2), с протяженностью более длины волны излучения λ и минимальной шириной порядка λ/3 [V. N. Astratov, A. Darafsheh, M. D. Kerr, K. W. Allen, N. M. Fried, A. N. Antoszyk, and H. S. Ying, Photonic nanojets for laser surgery // SPIE Newsroom 12, 32-34 (2010); Minin I. V., Minin O. V. Diffractive optics and nanophotonics: Resolution below the diffraction limit. – Springer, 2016 [Электронный ресурс]. – Режим доступа: http://www.springer.com/us/book/9783319242514#aboutBook ; Boris S. Luk’yanchuk, Ramón Paniagua-Domínguez, Igor Minin, Oleg Minin, and Zengbo Wang. Refractive index less than two: photonic nanojets yesterday, today and tomorrow // Optical Materials Express Vol. 7, Issue 6, pp. 1820-1847 (2017) https://doi.org/10.1364/OME.7.001820 ; Alexander Heifetz, Soon-Cheol Kong, Alan V. Sahakian, Allen Taflove and Vadim Backman. Photonic Nanojets // Journal of Computational and Theoretical Nanoscience Vol. 6, 1979–1992, 2009].Photonic jets are a narrow focusing region formed on the shadow boundary of a dielectric particle with a different surface shape (spherical, elliptical, cuboid, conical, pyramidal, etc.), with relatively small relative refractive indices ( N

2), with a length greater than the radiation wavelength λ and a minimum width of the order of λ /3 [VN Astratov, A. Darafsheh, MD Kerr, KW Allen, NM Fried, AN Antoszyk, and HS Ying, Photonic nanojets for laser surgery // SPIE Newsroom 12, 32-34 (2010); Minin IV, Minin OV Diffractive optics and nanophotonics: Resolution below the diffraction limit. – Springer, 2016 [Electronic resource]. – Access Mode: http://www.springer.com/us/book/9783319242514#aboutBook ; Boris S. Luk'yanchuk, Ramón Paniagua-Domínguez, Igor Minin, Oleg Minin, and Zengbo Wang. Refractive index less than two: photonic nanojets yesterday, today and tomorrow // Optical Materials Express Vol. 7, Issue 6, pp. 1820-1847(2017) https://doi.org/10.1364/OME.7.001820; Alexander Heifetz, Soon-Cheol Kong, Alan V. Sahakian, Allen Taflove and Vadim Backman. Photonic Nanojets // Journal of Computational and Theoretical Nanoscience Vol. 6, 1979–1992, 2009].

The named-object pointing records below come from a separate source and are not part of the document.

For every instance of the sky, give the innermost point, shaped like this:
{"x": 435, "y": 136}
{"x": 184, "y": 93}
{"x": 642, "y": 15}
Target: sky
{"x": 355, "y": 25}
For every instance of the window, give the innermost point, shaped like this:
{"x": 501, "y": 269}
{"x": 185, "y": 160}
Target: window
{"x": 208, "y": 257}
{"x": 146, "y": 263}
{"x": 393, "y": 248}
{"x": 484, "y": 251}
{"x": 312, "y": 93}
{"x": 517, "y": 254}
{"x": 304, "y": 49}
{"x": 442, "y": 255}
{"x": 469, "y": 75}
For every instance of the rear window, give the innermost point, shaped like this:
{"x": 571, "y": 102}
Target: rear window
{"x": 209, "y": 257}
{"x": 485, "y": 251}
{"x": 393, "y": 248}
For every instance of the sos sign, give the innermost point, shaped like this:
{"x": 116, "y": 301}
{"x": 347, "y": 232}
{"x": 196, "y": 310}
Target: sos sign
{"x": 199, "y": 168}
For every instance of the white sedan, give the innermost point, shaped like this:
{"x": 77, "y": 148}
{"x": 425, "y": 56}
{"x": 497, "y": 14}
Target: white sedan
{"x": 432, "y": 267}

As a dielectric particle that forms a photonic jet in a device that implements the known method, a SiO ₂ microsphere with a diameter D of about 2 μm ( D/λ ~ 4) was used, which was illuminated by laser radiation with a wavelength λ = 0.532 μm. The formed photon jet had a width of about λ /3. A spherical microparticle thus plays the role of a refractive spherical microlens that focuses light radiation within a subwavelength volume.

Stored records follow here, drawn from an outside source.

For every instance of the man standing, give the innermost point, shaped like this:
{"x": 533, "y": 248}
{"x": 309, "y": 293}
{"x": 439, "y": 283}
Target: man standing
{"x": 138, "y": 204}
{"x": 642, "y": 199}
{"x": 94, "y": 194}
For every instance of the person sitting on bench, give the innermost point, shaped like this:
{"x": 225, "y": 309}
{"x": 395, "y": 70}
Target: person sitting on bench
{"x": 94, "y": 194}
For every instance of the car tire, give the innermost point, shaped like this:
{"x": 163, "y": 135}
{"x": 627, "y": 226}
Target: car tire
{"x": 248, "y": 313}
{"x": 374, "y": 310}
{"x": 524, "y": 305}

The disadvantage of this method is its complexity and the large size of the focused spot of electromagnetic radiation (about λ /3), which determines the size of the formed quantum dot.

The objective of the proposed technical solution is to develop a method for the formation of quantum dots based on the effect of superresonance Mie modes of high order.

This is achieved by the fact that the applied method for the formation of quantum dots based on the effect of high-order superresonance Mie modes, including the steps of introducing and diluting semiconductors of groups III-V, for example, GaAs with nitrogen N, reducing the band gap, followed by the introduction of hydrogen H with the formation of stable complexes N –H, control of the diffusion of hydrogen inside the nitride by breaking the N–H bonds, due to the location of a spherical homogeneous dielectric particle on the surface of the semiconductor, which generates a photonic jet in the semiconductor material when it is irradiated with electromagnetic radiation with a flat or Gaussian wave front, what is new is that spherical homogeneous mesoscale particle, made of a material with a relative refractive index, relative to the refractive index of the environment, in the range equal to 1.5≤ n< 2 and a relative diameter of about D/λ< 60, excitation of high-order superresonant Mie modes in it during irradiation her electrician filament radiation with a change in the frequency of the incident wave. In addition, a monolayer of two or more spherical homogeneous mesoscale particles is placed on the surface of the semiconductor, in which high-order superresonant Mie modes are excited while simultaneously irradiating them with electromagnetic radiation.

The essence of the proposed method is illustrated by the example of a device that implements this method.

The functional diagram of this device is shown in Fig. one.

On FIG. Figure 2 shows examples of the results of mathematical modeling of the spectral dependence of the intensity of resonances on the size parameter of a spherical particle.

On FIG. Figure 3 shows an example of the intensity distribution of the electric (left column) and magnetic (right column) fields for a spherical particle under superresonance conditions; the bottom line in each column shows the same distributions on a logarithmic scale.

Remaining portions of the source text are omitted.